Suele llamarse cuarto poder a los medios de comunicación, y no discuto que así es. Pero hay un quinto poder que, de hecho, es el único que lo gobierna todo: la dictadura del capitalismo neoliberal. Son las reglas de los mercados, los intereses de las grandes multinacionales, las directrices del BM o del FMI quienes arcan la agenda de la política. Esto lo sabe todo el mundo. Y, sentado esto, es totalmente anecdótico que el poder político se subdivida en tres, en seis o en veinticuatro. Da igual en cuanto se divida, porque no hay nada que dividir. Solo hay un poder y es el económico. No exagero nada. Ayer mismo en el parlamento, intentando hacerse eco de las protestas de la gente, los parlamentarios discutían sobre el influjo de la economía en la política. Y un prestigioso diputado (que no menciono para no “hacer política”) aseguró literalmente: “Los ciudadanos lo que nos demandan es que la política vuelva a ser política y deje de estar sometida a la economía”. Claro, ¿verdad?

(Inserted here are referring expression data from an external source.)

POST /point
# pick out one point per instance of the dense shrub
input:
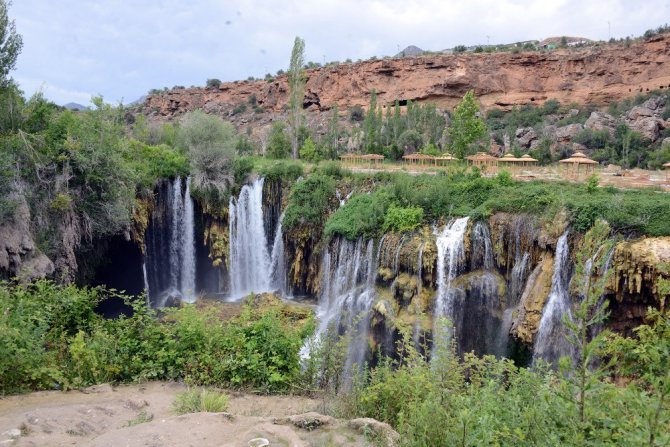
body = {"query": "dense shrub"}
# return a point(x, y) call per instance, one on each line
point(282, 170)
point(309, 201)
point(51, 338)
point(362, 215)
point(402, 219)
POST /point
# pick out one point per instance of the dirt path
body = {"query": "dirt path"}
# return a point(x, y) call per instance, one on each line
point(103, 416)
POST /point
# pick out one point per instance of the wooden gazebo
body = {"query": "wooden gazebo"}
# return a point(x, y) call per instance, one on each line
point(417, 159)
point(483, 161)
point(577, 165)
point(509, 161)
point(527, 160)
point(373, 159)
point(444, 159)
point(349, 158)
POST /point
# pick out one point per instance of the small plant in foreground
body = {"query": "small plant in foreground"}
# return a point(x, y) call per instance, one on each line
point(200, 400)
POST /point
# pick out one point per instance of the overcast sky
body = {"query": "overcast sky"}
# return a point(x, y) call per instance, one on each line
point(122, 48)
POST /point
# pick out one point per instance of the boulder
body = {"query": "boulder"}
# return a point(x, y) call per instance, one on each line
point(566, 133)
point(649, 127)
point(600, 121)
point(525, 136)
point(639, 112)
point(654, 103)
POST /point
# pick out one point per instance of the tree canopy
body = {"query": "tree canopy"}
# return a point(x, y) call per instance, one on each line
point(466, 125)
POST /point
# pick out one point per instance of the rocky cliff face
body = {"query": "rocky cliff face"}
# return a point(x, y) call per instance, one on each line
point(594, 76)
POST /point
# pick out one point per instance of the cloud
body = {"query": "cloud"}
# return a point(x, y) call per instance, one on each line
point(122, 49)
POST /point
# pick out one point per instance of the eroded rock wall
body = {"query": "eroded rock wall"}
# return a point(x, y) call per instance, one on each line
point(591, 76)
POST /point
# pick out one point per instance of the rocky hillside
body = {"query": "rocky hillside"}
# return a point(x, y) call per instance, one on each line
point(596, 76)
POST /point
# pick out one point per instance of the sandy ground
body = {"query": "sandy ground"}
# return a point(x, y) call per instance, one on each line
point(103, 416)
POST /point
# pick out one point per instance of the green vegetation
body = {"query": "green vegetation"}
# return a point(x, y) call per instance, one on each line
point(466, 125)
point(279, 143)
point(402, 219)
point(11, 44)
point(460, 194)
point(309, 201)
point(362, 215)
point(51, 338)
point(296, 83)
point(200, 400)
point(210, 144)
point(470, 400)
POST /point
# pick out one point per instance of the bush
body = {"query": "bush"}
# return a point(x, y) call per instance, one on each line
point(210, 143)
point(279, 144)
point(309, 201)
point(308, 151)
point(402, 219)
point(282, 171)
point(242, 167)
point(362, 215)
point(51, 338)
point(356, 114)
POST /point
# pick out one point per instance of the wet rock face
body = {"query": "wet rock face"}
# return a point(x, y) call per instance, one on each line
point(601, 121)
point(640, 268)
point(499, 79)
point(19, 256)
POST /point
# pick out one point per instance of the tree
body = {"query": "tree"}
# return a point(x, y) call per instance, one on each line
point(279, 144)
point(296, 84)
point(308, 151)
point(582, 382)
point(210, 143)
point(466, 125)
point(10, 44)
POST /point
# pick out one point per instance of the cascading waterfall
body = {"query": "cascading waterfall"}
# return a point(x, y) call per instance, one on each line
point(550, 342)
point(253, 267)
point(278, 261)
point(349, 271)
point(450, 259)
point(482, 251)
point(169, 267)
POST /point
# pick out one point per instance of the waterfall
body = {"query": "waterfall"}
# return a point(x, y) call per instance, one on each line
point(482, 251)
point(550, 342)
point(254, 266)
point(348, 274)
point(278, 261)
point(450, 258)
point(169, 267)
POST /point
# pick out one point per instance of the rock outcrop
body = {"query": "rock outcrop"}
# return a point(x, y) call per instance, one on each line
point(19, 255)
point(595, 76)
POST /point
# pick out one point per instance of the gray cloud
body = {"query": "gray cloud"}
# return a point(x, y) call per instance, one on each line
point(121, 49)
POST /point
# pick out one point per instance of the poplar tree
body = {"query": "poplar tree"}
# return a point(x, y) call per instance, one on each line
point(10, 44)
point(296, 84)
point(466, 125)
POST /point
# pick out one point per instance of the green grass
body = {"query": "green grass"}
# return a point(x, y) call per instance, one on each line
point(200, 400)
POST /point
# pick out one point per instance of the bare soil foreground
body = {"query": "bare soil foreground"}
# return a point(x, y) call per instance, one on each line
point(110, 417)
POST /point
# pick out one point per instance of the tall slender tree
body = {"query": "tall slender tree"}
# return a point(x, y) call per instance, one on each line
point(10, 44)
point(296, 84)
point(466, 125)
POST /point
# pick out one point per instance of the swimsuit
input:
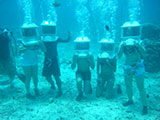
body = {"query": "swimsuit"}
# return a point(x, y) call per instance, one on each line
point(137, 69)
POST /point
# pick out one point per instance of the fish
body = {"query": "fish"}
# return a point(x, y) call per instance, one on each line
point(107, 27)
point(56, 4)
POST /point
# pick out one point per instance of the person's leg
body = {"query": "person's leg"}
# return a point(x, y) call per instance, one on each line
point(35, 78)
point(109, 86)
point(59, 85)
point(100, 87)
point(27, 72)
point(87, 82)
point(49, 79)
point(79, 87)
point(140, 86)
point(128, 83)
point(87, 87)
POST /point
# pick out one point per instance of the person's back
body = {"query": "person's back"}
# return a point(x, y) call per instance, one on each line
point(4, 46)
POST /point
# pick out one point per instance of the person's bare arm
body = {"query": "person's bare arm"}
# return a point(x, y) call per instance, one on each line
point(141, 49)
point(42, 46)
point(91, 61)
point(98, 65)
point(120, 50)
point(65, 40)
point(74, 61)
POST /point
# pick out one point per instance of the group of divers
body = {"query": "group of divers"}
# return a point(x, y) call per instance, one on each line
point(82, 60)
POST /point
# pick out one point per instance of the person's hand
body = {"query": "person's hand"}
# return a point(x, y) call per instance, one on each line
point(136, 43)
point(69, 34)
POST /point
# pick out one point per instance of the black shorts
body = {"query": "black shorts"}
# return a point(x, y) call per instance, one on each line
point(84, 75)
point(8, 67)
point(51, 67)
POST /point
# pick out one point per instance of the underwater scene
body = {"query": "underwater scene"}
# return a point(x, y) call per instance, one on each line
point(79, 60)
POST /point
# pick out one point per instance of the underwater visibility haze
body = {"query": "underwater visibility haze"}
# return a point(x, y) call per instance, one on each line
point(79, 60)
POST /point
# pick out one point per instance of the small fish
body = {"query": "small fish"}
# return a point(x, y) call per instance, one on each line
point(107, 27)
point(56, 4)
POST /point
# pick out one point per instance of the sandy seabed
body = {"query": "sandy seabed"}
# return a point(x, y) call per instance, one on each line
point(15, 106)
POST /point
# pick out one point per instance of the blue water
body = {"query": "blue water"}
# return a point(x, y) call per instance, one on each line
point(66, 14)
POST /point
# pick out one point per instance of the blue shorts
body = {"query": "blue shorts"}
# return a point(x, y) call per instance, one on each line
point(51, 67)
point(136, 70)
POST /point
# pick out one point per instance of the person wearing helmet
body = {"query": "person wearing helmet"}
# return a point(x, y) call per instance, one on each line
point(84, 61)
point(7, 62)
point(29, 49)
point(134, 53)
point(106, 66)
point(51, 62)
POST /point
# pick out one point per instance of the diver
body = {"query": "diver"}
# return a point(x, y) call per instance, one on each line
point(28, 50)
point(106, 67)
point(83, 60)
point(7, 56)
point(134, 53)
point(51, 61)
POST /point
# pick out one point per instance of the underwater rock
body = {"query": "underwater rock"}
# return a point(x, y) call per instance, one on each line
point(151, 39)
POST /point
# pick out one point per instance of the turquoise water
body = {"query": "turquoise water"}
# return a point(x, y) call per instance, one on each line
point(91, 17)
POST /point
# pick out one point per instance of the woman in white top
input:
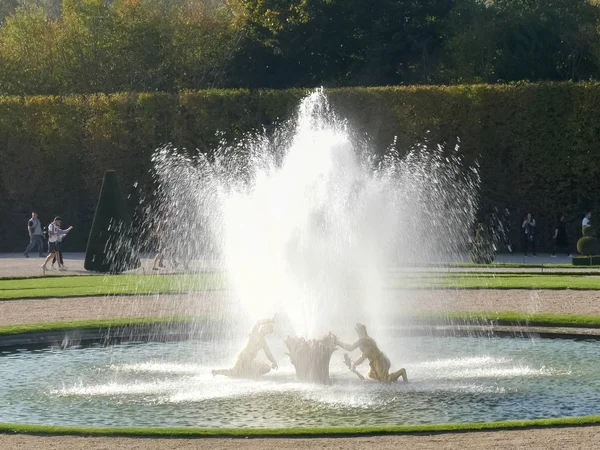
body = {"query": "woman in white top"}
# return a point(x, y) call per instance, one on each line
point(54, 233)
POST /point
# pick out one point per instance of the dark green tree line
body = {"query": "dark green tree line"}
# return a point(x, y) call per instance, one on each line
point(87, 46)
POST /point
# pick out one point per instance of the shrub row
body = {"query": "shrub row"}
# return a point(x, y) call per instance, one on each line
point(536, 144)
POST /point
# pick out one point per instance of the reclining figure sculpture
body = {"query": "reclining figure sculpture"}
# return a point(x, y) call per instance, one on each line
point(379, 363)
point(246, 364)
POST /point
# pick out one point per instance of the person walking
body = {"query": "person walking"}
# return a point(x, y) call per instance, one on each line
point(54, 232)
point(36, 241)
point(529, 234)
point(559, 238)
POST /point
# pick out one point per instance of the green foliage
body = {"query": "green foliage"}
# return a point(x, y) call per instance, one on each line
point(586, 260)
point(536, 144)
point(110, 247)
point(90, 46)
point(588, 246)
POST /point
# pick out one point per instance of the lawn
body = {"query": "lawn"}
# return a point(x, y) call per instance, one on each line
point(81, 286)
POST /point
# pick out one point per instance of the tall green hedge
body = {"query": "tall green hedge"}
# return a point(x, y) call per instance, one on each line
point(537, 144)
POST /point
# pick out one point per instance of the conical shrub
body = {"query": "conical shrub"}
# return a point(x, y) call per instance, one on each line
point(111, 247)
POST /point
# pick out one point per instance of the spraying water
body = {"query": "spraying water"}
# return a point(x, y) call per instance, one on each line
point(308, 222)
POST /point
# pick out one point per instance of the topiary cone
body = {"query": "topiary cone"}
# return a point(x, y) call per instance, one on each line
point(110, 245)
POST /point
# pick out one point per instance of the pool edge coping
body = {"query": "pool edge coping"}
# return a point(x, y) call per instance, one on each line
point(190, 433)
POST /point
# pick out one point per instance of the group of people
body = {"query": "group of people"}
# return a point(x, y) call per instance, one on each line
point(560, 242)
point(55, 236)
point(248, 366)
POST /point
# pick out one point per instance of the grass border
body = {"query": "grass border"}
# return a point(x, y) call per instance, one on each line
point(8, 428)
point(475, 318)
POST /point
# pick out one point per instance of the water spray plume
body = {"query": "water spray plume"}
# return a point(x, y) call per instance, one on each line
point(308, 221)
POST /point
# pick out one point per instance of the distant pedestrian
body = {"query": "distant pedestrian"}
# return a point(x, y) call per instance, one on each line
point(559, 238)
point(54, 232)
point(34, 228)
point(587, 220)
point(528, 234)
point(61, 263)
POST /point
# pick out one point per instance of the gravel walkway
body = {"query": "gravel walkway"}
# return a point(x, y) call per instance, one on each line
point(526, 301)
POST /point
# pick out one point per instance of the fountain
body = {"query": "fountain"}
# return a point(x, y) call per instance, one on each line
point(311, 227)
point(307, 222)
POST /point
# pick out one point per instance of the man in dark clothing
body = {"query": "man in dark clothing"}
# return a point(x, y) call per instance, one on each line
point(529, 233)
point(559, 238)
point(34, 227)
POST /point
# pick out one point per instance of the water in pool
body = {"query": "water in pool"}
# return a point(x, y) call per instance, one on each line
point(464, 379)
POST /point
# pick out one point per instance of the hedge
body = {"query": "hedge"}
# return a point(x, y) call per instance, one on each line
point(537, 144)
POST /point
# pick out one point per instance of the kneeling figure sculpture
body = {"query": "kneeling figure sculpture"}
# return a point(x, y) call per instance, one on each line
point(379, 363)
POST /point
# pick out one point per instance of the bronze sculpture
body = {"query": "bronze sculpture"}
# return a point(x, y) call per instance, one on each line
point(379, 363)
point(246, 364)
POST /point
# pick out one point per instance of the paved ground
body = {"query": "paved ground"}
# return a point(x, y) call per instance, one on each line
point(567, 302)
point(584, 438)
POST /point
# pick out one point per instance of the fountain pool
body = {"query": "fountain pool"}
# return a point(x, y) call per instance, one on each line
point(458, 379)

Pues bien: en una situación donde el poder político (por muy dividido que esté nominalmente en ejecutivo, legislativo y judicial) está sometido a los dictados del poder económico, no hay democracia. El poder no reside en la soberanía popular, y aunque ésta se manifieste en la elección de unos representantes, todo es un escenario de cartón-piedra. Se puede decir que vivimos en una democracia, pero no es cierto, porque los políticos no están en absoluto en disposición de marcar las normas del juego. Las auténticas “leyes” las hacen otros en la sombra, y los políticos tan solo se amoldan a lo que les va dictando el poder económico. Si los ilustrados del siglo XVIII temían que volviera el absolutismo del rey, ahora estamos en una situación donde gobierna el absolutismo del dios mercado.
Por eso, la reivindicación de un sometimiento de la economía a la política supone una profundización radical en la genuina democracia. Y eso asusta. Asusta a los que detentan el poder económico, que dan consignas a sus marionetas políticas para desactivar la protesta mientras imponen medidas restrictivas que expolian a las clases medias y bajas. Esto es una dictadura pura y dura, la peor de las dictaduras, porque el rostro del dictador se esconde y difumina bajo siglas de empresas, bancos y organismos internacionales.
Restar ese poder a la economía, devolver el poder al pueblo, es el grito de la gente, es el clamor de aquellos que quieren una verdadera democracia, porque a ésta la llaman democracia, pero no lo es.